OzzyKampha commented on July 21, 2024

Same problem here: on WSL

from serge.

nsarrazin commented on July 21, 2024

Hey everyone! Can you try to grab the latest main, rebuild the docker container and tell me if it's still happening?

In the case where it's still happening, can you run the following:

docker compose up -d
docker compose exec api bash
llama -m weights/your_model.bin --n_parts 1

see if it loads & starts outputting stuff.
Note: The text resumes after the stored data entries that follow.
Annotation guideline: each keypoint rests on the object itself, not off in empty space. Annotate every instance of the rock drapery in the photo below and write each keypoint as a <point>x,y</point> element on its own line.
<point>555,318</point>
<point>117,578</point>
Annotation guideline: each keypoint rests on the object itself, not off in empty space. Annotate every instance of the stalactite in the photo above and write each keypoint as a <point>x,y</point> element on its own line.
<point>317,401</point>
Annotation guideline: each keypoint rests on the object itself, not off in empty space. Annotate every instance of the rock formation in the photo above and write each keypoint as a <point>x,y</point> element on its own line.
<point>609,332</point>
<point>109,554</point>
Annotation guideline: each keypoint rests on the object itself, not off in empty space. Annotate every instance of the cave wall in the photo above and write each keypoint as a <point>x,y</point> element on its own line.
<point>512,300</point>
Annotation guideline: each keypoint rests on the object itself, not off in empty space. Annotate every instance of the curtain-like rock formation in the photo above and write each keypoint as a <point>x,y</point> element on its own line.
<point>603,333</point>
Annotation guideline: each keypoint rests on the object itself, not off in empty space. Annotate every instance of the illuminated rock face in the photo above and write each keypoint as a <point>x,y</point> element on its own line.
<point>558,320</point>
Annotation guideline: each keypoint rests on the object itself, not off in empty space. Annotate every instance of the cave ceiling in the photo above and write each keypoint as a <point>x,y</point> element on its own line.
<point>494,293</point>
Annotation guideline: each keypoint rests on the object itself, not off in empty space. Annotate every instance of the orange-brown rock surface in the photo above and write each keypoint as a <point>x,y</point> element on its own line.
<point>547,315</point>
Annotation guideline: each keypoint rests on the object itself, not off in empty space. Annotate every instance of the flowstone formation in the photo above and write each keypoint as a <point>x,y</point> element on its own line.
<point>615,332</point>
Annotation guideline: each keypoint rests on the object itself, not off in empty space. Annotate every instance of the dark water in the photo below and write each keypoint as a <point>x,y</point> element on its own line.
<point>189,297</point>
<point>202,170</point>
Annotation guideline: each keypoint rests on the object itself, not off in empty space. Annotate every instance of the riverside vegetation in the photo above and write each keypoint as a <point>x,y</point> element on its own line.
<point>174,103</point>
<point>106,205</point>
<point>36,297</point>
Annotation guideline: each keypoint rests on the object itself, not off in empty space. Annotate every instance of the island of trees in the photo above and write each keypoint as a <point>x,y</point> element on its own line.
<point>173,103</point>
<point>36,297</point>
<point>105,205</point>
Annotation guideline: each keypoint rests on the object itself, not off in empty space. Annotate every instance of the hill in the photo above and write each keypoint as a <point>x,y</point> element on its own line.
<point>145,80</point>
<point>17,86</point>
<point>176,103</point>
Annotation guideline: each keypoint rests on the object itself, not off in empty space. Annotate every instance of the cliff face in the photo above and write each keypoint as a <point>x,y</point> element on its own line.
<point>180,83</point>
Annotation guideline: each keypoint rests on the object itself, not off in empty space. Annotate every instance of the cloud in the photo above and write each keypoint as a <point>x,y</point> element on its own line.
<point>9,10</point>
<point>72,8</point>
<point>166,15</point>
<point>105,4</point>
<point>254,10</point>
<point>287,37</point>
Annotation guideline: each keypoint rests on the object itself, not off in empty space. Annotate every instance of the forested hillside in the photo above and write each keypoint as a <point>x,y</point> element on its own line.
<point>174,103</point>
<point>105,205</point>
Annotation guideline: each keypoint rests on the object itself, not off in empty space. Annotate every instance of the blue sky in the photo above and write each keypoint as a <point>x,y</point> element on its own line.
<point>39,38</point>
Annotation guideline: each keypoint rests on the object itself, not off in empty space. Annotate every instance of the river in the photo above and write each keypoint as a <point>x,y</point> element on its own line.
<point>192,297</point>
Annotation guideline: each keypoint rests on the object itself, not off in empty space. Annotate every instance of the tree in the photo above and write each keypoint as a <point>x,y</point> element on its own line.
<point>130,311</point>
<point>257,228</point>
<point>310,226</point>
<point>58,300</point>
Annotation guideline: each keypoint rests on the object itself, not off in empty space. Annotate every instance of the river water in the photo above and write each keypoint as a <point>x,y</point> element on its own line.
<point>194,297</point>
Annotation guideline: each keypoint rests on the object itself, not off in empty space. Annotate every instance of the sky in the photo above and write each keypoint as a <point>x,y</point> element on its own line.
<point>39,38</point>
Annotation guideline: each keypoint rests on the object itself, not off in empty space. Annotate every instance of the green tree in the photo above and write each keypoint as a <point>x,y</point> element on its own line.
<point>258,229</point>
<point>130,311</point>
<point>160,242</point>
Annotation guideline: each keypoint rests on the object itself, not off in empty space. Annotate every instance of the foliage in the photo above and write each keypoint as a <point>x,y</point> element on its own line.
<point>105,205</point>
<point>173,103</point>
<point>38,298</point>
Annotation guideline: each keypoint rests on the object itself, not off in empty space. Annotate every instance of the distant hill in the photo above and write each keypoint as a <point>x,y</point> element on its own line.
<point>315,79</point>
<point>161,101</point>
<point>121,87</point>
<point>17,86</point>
If it doesn't please send me the traceback.

from serge.

NikitaGolovko commented on July 21, 2024

Similar issues here as with @panicsteve.

7B model works well for me.
13B and 30B are failing (with different errors):

/usr/src/app# llama -m weights/ggml-alpaca-13B-q4_0.bin
main: seed = 1679620095
llama_model_load: loading model from 'weights/ggml-alpaca-13B-q4_0.bin' - please wait ...
llama_model_load: n_vocab = 32000
llama_model_load: n_ctx   = 512
llama_model_load: n_embd  = 5120
llama_model_load: n_mult  = 256
llama_model_load: n_head  = 40
llama_model_load: n_layer = 40
llama_model_load: n_rot   = 128
llama_model_load: f16     = 2
llama_model_load: n_ff    = 13824
llama_model_load: n_parts = 2
llama_model_load: ggml ctx size = 8559.49 MB
llama_model_load: memory_size =   800.00 MB, n_mem = 20480
llama_model_load: loading model part 1/2 from 'weights/ggml-alpaca-13B-q4_0.bin'
llama_model_load: llama_model_load: tensor 'tok_embeddings.weight' has wrong size in model file
llama_init_from_file: failed to load model
main: error: failed to load model 'weights/ggml-alpaca-13B-q4_0.bin'

/usr/src/app# llama -m weights/ggml-alpaca-30B-q4_0.bin
main: seed = 1679622447
llama_model_load: loading model from 'weights/ggml-alpaca-30B-q4_0.bin' - please wait ...
llama_model_load: n_vocab = 32000
llama_model_load: n_ctx   = 512
llama_model_load: n_embd  = 6656
llama_model_load: n_mult  = 256
llama_model_load: n_head  = 52
llama_model_load: n_layer = 60
llama_model_load: n_rot   = 128
llama_model_load: f16     = 2
llama_model_load: n_ff    = 17920
llama_model_load: n_parts = 4
llama_model_load: ggml ctx size = 20951.50 MB
Segmentation fault

I'm using docker on WSL.

from serge.

maxstanger commented on July 21, 2024

wsl 2:
root@f951b7cb75a6:/usr/src/app# llama -m weights/ggml-alpaca-30B-q4_0.bin
main: seed = 1679648468
llama_model_load: loading model from 'weights/ggml-alpaca-30B-q4_0.bin' - please wait ...
llama_model_load: n_vocab = 32000
llama_model_load: n_ctx = 512
llama_model_load: n_embd = 6656
llama_model_load: n_mult = 256
llama_model_load: n_head = 52
llama_model_load: n_layer = 60
llama_model_load: n_rot = 128
llama_model_load: f16 = 2
llama_model_load: n_ff = 17920
llama_model_load: n_parts = 4
llama_model_load: ggml ctx size = 20951.50 MB
Segmentation fault

from serge.

QuaxelBrod commented on July 21, 2024

Stumbled accros the issue, too. Could be you are running out of memory...
On Windows/WSL2 it seems your dockerimages are restricted to memory usage. here https://learn.microsoft.com/en-us/windows/wsl/wsl-config you find information to increase memory and CPU for you WSL2 containers.
Not shure if that helps anyone, but fixed the issue with the output like #27 (comment) for me.

from serge.

Qualzz commented on July 21, 2024

llama_model_load: llama_model_load: tensor 'tok_embeddings.weight' has wrong size in model file

For 30B

from serge.

aaroneden commented on July 21, 2024

Hey everyone! Can you try to grab the latest main, rebuild the docker container and tell me if it's still happening?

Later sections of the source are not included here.